6. Pipeline Stage（需要 Python 3.10+）

qqabc.pipe 提供 Stage 抽象，用於定義 pipeline 中的處理階段。每個 Stage 可獨立選擇執行模式（thread / process / async），適合區分 CPU-bound 與 IO-bound 任務。

安裝

pip install qqabc[pipe]

6.1 基本用法

from qqabc.pipe import Stage

# 建立一個 thread-based stage
stage = Stage(fn=lambda x: x + 1, executor="thread", concurrency=4, name="adder")

stage.fn(10)       # 11
stage.executor     # "thread"
stage.concurrency  # 4
stage.name         # "adder"

6.2 Executor 類型

Stage 支援三種執行模式：

Executor	說明	適用場景
`"thread"`	執行緒（預設）	IO-bound 任務，如網路請求、檔案讀寫
`"process"`	行程	CPU-bound 任務，如資料運算、影像處理
`"async"`	asyncio	大量並行 IO 任務，如批次 API 呼叫

from qqabc.pipe import Stage

io_stage = Stage(fn=download, executor="thread", concurrency=8)
cpu_stage = Stage(fn=transform, executor="process", concurrency=4)
async_stage = Stage(fn=fetch, executor="async", concurrency=16)

6.3 Async 自動偵測

傳入 async 函式時，executor 會自動設為 "async"，無需手動指定：

from qqabc.pipe import Stage

async def fetch(url: str) -> bytes:
    ...

stage = Stage(fn=fetch)
stage.executor  # "async" — 自動偵測

若需要覆蓋自動偵測，可明確指定 executor：

stage = Stage(fn=fetch, executor="thread")  # 強制使用 thread

6.4 使用 `|` 串接 Stage

透過 | 運算子將多個 Stage 串成 pipeline chain，為後續 Pipeline builder 做準備：

from qqabc.pipe import Stage

download = Stage(fn=download_fn, executor="thread", concurrency=8, name="download")
parse = Stage(fn=parse_fn, executor="process", concurrency=4, name="parse")
save = Stage(fn=save_fn, executor="thread", concurrency=2, name="save")

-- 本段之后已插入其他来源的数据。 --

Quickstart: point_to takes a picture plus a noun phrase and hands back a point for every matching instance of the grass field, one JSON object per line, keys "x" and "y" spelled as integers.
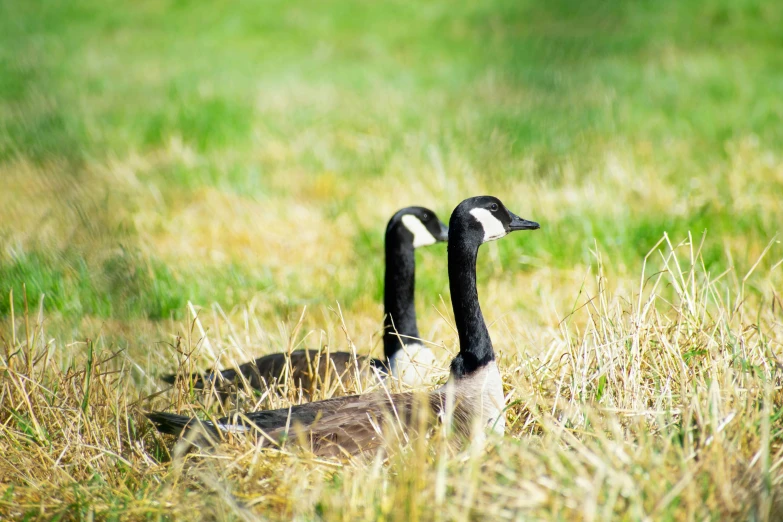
{"x": 184, "y": 182}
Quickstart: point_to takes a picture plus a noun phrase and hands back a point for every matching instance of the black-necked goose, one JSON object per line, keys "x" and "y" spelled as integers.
{"x": 473, "y": 395}
{"x": 408, "y": 229}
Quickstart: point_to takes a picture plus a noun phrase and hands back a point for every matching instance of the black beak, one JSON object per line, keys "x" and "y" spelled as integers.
{"x": 517, "y": 223}
{"x": 444, "y": 233}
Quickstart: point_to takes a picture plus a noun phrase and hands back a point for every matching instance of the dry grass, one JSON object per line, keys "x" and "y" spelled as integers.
{"x": 655, "y": 400}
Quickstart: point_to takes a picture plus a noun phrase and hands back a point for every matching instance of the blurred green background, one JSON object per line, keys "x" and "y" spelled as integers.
{"x": 156, "y": 152}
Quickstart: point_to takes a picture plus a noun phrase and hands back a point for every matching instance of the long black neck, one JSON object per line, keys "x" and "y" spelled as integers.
{"x": 475, "y": 346}
{"x": 399, "y": 323}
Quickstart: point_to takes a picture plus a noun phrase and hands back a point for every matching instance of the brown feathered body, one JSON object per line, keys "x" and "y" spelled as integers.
{"x": 306, "y": 370}
{"x": 360, "y": 423}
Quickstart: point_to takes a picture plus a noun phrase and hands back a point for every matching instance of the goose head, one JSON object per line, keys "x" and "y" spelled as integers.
{"x": 485, "y": 218}
{"x": 417, "y": 227}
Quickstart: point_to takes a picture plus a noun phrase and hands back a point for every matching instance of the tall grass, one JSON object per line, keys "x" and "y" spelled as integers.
{"x": 660, "y": 400}
{"x": 189, "y": 184}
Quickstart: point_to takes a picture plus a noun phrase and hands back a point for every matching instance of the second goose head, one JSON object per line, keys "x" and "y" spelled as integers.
{"x": 408, "y": 229}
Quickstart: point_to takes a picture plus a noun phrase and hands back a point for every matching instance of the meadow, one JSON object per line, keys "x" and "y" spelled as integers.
{"x": 184, "y": 183}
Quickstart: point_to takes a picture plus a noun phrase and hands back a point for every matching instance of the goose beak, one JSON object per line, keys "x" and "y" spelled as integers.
{"x": 444, "y": 233}
{"x": 517, "y": 223}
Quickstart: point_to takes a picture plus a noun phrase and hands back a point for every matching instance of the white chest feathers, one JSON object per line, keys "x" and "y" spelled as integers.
{"x": 480, "y": 397}
{"x": 412, "y": 364}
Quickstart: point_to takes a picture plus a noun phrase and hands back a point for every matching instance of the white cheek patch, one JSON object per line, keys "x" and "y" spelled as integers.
{"x": 421, "y": 236}
{"x": 493, "y": 228}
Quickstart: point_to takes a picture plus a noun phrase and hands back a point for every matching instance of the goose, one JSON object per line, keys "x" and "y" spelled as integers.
{"x": 347, "y": 426}
{"x": 409, "y": 361}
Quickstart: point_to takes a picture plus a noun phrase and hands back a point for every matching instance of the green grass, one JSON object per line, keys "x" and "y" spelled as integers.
{"x": 515, "y": 90}
{"x": 249, "y": 154}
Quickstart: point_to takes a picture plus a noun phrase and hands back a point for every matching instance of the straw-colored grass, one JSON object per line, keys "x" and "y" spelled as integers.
{"x": 659, "y": 401}
{"x": 184, "y": 184}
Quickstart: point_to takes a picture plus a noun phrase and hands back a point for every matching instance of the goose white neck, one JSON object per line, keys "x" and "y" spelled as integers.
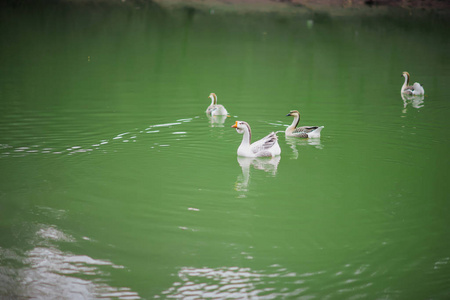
{"x": 213, "y": 99}
{"x": 247, "y": 135}
{"x": 294, "y": 123}
{"x": 406, "y": 81}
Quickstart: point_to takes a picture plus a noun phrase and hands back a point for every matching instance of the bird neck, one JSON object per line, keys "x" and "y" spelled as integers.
{"x": 406, "y": 80}
{"x": 295, "y": 122}
{"x": 247, "y": 136}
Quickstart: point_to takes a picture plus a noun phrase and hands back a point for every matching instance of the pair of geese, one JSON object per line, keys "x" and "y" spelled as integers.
{"x": 268, "y": 145}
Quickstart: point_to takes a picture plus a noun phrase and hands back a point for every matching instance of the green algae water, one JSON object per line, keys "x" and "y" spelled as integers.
{"x": 115, "y": 184}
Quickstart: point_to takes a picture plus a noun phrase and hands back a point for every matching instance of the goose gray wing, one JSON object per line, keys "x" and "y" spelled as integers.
{"x": 265, "y": 143}
{"x": 304, "y": 130}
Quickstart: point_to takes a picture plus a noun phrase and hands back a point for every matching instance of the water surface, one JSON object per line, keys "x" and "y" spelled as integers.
{"x": 115, "y": 184}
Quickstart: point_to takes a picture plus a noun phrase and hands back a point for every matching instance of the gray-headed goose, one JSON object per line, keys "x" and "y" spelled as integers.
{"x": 267, "y": 146}
{"x": 304, "y": 131}
{"x": 215, "y": 109}
{"x": 415, "y": 89}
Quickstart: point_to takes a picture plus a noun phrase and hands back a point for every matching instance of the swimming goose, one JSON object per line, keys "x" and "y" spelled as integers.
{"x": 415, "y": 89}
{"x": 215, "y": 109}
{"x": 267, "y": 146}
{"x": 304, "y": 131}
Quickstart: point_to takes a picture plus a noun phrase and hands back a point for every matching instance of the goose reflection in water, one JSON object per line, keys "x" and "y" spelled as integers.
{"x": 293, "y": 142}
{"x": 216, "y": 121}
{"x": 51, "y": 273}
{"x": 266, "y": 164}
{"x": 415, "y": 101}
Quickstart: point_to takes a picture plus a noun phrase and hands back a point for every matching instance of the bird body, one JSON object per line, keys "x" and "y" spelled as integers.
{"x": 215, "y": 109}
{"x": 267, "y": 146}
{"x": 415, "y": 89}
{"x": 303, "y": 131}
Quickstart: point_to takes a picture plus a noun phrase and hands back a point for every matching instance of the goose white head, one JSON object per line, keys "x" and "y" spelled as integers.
{"x": 213, "y": 98}
{"x": 293, "y": 113}
{"x": 407, "y": 76}
{"x": 241, "y": 126}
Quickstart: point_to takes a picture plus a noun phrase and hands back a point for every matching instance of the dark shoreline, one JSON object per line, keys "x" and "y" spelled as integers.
{"x": 285, "y": 7}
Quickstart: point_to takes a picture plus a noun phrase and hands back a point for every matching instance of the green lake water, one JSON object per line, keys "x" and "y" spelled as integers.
{"x": 115, "y": 184}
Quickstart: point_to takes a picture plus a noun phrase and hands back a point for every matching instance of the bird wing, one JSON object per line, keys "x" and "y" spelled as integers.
{"x": 265, "y": 143}
{"x": 304, "y": 130}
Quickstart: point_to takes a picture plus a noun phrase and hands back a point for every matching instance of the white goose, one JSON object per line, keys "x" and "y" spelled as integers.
{"x": 215, "y": 109}
{"x": 267, "y": 146}
{"x": 415, "y": 89}
{"x": 304, "y": 131}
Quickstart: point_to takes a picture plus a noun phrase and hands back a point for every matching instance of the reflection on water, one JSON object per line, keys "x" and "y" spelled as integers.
{"x": 415, "y": 101}
{"x": 228, "y": 283}
{"x": 293, "y": 142}
{"x": 103, "y": 144}
{"x": 50, "y": 273}
{"x": 268, "y": 165}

pipeline = download | parse | save
# pipeline 為 [download, parse, save]

6.5 自訂 Stage（IStage）

進階使用者可實作 IStage 介面來自訂 Stage 行為：

from collections.abc import Callable
from qqabc.pipe import IStage, ExecutorType

class MyStage(IStage[int, int]):
    @property
    def fn(self) -> Callable[[int], int]:
        return lambda x: x * 2

    @property
    def executor(self) -> ExecutorType:
        return "process"

    @property
    def concurrency(self) -> int:
        return 8

    @property
    def name(self) -> str:
        return "my_custom_stage"

custom = MyStage()
pipeline = custom | Stage(fn=save_fn, name="save")

6.6 Pipeline — 一行建構流水線

pipe() 是最簡單的使用方式：傳入 Stage 列表與 input 資料，自動串接、執行、回傳結果。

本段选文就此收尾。